In a post-"Titanic" era in which blockbusters and franchises reign supreme, "medium-sized films slip through the cracks," says Lee. His own $35 million-budgeted movie about Jackie Robinson has been in limbo for years, the victim of the black budget gap.

Two successful 1997 films, "Eve's Bayou" and "Soul Food," were the products of either their stars (Samuel L. Jackson in the case of "Eve's Bayou") or soundtrack composers (Babyface Edmonds the case of "Soul Food") becoming producers. Should black artists take it upon themselves to fund their own projects?

"It's going to take us, African-Americans who have money," says Lee. "I'm not really talking about artists, just people who have money and financially get together and do what has to be done."

Ambition and intensity

Lee is a famous workaholic. In addition to making a film a year, he manages to direct television commercials and music videos, runs his own ad agency (Spike DDB) and speaks often on college campuses. He also teaches film at New York University, his alma mater. Last year, Lee made his first feature-length documentary, "4 Little Girls," about the 1963 church bombing in Birmingham, Ala., that killed four Sunday school students.

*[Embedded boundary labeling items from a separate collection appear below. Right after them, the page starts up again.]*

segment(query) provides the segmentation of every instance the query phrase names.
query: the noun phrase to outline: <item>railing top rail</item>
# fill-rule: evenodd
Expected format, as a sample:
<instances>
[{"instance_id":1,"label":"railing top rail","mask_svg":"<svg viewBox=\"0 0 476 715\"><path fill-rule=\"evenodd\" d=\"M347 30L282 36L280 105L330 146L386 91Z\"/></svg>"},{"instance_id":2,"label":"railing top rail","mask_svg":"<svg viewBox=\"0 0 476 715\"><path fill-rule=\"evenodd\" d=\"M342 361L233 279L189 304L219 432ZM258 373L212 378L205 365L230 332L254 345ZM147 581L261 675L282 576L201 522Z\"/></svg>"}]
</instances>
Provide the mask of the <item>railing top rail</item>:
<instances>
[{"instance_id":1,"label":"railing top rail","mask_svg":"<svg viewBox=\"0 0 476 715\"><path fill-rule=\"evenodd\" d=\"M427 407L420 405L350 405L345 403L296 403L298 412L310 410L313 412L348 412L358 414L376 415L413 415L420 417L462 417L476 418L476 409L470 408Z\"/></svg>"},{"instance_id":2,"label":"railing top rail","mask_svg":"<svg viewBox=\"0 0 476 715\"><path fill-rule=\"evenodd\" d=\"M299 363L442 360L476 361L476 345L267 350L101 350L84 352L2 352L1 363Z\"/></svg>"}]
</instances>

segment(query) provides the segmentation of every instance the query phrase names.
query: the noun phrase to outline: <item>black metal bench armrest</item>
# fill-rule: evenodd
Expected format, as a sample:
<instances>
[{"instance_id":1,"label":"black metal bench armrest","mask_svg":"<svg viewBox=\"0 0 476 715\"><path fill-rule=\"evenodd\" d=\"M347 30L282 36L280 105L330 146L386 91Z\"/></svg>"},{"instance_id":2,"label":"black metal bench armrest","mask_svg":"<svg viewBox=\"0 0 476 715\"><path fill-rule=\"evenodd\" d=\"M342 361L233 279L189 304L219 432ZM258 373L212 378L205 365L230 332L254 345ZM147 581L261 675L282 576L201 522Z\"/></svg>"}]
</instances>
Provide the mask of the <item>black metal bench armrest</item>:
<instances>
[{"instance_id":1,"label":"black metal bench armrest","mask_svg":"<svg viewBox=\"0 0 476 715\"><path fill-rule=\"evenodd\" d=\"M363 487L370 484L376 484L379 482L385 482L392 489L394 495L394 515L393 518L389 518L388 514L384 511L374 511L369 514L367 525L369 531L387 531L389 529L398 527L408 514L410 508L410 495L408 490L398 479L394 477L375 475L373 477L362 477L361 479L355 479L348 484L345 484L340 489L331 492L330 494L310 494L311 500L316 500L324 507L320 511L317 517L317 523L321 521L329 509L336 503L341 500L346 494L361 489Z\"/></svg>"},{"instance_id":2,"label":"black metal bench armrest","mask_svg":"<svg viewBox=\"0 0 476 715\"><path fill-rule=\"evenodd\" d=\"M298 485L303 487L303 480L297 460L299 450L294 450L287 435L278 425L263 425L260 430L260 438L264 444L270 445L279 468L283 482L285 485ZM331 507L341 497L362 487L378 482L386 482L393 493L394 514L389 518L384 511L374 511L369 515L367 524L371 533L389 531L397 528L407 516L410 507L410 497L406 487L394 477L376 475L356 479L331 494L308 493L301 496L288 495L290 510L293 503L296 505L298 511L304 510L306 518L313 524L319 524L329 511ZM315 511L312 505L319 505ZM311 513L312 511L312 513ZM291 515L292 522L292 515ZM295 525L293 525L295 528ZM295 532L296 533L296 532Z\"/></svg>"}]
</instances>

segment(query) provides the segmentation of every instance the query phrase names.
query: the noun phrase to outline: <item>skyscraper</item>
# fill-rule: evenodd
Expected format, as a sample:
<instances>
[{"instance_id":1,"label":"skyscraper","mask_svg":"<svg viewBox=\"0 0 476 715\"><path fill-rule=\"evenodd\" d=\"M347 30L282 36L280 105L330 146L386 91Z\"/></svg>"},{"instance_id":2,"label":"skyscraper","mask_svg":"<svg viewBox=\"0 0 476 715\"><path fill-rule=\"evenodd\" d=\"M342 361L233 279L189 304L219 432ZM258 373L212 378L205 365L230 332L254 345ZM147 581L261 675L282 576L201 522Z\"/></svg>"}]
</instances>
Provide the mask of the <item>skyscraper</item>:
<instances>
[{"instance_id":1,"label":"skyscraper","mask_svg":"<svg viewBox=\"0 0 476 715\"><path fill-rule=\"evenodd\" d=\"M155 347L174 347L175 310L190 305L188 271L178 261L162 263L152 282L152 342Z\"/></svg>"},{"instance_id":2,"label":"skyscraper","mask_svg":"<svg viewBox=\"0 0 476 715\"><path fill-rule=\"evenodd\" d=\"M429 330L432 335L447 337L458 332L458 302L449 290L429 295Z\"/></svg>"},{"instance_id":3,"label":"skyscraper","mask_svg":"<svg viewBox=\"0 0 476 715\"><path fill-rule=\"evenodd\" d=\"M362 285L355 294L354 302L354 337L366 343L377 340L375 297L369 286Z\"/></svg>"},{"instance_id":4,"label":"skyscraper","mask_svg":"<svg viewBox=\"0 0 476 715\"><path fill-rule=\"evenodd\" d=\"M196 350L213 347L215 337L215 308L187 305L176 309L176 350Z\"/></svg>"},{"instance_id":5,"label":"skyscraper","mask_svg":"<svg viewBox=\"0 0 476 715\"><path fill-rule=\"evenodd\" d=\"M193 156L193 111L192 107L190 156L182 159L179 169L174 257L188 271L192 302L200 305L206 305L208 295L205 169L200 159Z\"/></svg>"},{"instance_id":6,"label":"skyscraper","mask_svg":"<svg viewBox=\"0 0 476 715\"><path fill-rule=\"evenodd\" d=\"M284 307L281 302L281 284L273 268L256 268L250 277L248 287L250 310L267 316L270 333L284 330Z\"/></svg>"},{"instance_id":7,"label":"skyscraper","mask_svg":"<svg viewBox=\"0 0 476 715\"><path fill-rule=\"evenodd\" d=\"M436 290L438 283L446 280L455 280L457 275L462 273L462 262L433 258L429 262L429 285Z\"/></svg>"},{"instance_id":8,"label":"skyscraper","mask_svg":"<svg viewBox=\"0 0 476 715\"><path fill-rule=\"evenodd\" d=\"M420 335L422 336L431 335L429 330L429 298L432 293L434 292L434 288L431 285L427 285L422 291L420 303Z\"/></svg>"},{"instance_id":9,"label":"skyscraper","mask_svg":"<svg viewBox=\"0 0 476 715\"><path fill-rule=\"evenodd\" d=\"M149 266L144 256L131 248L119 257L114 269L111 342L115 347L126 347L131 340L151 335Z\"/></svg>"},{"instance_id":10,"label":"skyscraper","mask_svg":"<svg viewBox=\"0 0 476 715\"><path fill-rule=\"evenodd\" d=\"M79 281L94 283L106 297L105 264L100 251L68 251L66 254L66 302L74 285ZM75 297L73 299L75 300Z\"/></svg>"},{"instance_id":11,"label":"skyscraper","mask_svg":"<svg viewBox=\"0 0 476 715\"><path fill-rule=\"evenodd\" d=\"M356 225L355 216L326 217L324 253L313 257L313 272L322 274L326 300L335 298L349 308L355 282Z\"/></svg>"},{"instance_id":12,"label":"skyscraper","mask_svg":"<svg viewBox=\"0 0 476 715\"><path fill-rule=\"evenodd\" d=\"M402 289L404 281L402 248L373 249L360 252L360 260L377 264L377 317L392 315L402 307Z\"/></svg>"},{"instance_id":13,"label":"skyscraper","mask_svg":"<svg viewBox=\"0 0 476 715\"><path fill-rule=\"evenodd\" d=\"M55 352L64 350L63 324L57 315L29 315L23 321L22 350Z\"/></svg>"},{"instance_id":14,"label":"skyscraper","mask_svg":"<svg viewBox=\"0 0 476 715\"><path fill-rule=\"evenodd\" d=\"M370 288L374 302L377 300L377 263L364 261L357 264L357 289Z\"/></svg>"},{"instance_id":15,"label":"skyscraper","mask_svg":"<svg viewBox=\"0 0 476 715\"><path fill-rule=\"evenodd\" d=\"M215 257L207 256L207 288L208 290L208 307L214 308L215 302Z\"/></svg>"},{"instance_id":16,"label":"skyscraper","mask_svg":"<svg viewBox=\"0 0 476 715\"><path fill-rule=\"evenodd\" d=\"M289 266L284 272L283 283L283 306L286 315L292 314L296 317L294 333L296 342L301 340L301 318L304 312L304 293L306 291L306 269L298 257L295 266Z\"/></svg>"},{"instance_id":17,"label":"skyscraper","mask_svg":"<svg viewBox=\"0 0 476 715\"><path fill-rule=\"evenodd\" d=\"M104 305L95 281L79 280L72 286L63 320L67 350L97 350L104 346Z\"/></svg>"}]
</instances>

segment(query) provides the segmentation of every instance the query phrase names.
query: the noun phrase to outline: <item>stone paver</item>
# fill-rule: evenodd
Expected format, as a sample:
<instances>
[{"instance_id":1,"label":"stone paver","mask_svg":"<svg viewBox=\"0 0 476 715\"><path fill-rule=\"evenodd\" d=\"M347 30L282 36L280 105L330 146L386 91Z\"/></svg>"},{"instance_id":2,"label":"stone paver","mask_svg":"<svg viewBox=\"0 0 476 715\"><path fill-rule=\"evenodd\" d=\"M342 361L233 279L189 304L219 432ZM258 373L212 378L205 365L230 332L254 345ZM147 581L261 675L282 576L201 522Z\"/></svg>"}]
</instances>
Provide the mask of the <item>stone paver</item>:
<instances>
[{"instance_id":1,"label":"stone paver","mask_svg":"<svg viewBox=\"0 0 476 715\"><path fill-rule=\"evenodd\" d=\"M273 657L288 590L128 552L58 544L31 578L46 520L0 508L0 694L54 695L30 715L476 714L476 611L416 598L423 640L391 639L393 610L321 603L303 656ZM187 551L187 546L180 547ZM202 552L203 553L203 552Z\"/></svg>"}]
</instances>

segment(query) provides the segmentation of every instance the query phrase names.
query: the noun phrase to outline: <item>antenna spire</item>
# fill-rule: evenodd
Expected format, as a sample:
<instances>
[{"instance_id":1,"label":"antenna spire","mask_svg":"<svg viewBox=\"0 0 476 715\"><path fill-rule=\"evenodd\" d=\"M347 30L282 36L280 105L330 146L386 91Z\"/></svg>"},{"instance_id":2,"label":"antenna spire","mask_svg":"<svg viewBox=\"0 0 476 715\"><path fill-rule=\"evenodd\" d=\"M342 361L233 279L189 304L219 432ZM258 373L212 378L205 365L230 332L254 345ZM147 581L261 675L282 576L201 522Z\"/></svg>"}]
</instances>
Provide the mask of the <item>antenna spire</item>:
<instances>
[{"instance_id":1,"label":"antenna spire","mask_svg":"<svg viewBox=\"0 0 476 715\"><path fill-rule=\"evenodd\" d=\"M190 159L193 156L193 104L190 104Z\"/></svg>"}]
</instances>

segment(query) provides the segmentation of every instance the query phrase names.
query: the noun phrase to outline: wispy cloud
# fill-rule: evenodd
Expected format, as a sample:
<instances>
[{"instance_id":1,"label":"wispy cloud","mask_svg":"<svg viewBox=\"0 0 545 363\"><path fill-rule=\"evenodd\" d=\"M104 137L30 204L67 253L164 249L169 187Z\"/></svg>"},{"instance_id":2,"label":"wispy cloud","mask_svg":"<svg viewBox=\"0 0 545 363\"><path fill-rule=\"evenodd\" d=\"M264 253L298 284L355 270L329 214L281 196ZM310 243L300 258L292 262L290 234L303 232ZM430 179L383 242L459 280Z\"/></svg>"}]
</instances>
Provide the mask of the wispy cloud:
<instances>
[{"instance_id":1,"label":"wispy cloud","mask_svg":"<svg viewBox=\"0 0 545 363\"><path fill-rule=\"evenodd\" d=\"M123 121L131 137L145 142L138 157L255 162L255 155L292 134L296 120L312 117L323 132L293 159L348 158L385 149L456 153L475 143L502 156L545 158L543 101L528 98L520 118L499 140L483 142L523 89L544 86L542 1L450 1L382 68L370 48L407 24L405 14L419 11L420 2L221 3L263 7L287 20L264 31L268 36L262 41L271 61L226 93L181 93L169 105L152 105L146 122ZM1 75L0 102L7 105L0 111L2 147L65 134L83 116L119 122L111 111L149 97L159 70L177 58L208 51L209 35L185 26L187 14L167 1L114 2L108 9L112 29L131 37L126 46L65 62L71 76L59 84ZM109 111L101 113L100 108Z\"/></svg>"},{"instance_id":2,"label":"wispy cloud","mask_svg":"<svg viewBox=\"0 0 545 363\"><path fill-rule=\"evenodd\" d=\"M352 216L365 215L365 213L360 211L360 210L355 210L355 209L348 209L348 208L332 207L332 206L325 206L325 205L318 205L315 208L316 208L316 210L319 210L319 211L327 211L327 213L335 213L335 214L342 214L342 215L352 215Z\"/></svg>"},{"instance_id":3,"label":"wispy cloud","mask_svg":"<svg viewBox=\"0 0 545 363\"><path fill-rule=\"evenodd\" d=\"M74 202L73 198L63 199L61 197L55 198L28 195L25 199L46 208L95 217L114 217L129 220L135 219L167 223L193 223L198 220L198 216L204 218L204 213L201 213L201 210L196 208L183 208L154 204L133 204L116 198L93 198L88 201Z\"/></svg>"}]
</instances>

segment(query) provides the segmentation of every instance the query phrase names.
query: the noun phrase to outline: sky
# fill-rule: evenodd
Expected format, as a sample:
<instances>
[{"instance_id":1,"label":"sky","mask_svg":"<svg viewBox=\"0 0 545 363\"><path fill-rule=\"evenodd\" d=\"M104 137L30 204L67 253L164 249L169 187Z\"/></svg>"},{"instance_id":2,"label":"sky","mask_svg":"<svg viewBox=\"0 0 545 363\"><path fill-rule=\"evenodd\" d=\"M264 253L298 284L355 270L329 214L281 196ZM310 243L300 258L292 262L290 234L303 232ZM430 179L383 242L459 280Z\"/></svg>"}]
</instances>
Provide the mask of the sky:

The film, which many critics consider Lee's best, was nominated for an Academy Award. Lee has been known to complain loudly when he's been shut out of the Oscars, but on this day he shows no trace of bitterness.

"We've gotten recognition. Sometimes we get overlooked," he says philosophically. "But that's not the reason why I'm a filmmaker. I think you get into dangerous territory if the reason why you make art is solely to get recognized."

Lee, who lives in Brooklyn with his wife, Tonya, 3-year-old daughter, Satchel, and nearly 3-year-old son, Jackson, imagines that as the kids get older he'll be working less frenetically. Still, he looks forward to starting his next film - even if he doesn't know what it will be.

"I'd hopefully like to shoot a film this summer. Then after we do that, in the fall, start shooting a documentary," he says. "We don't know what the film's going to be, but we know that on this day, we're starting."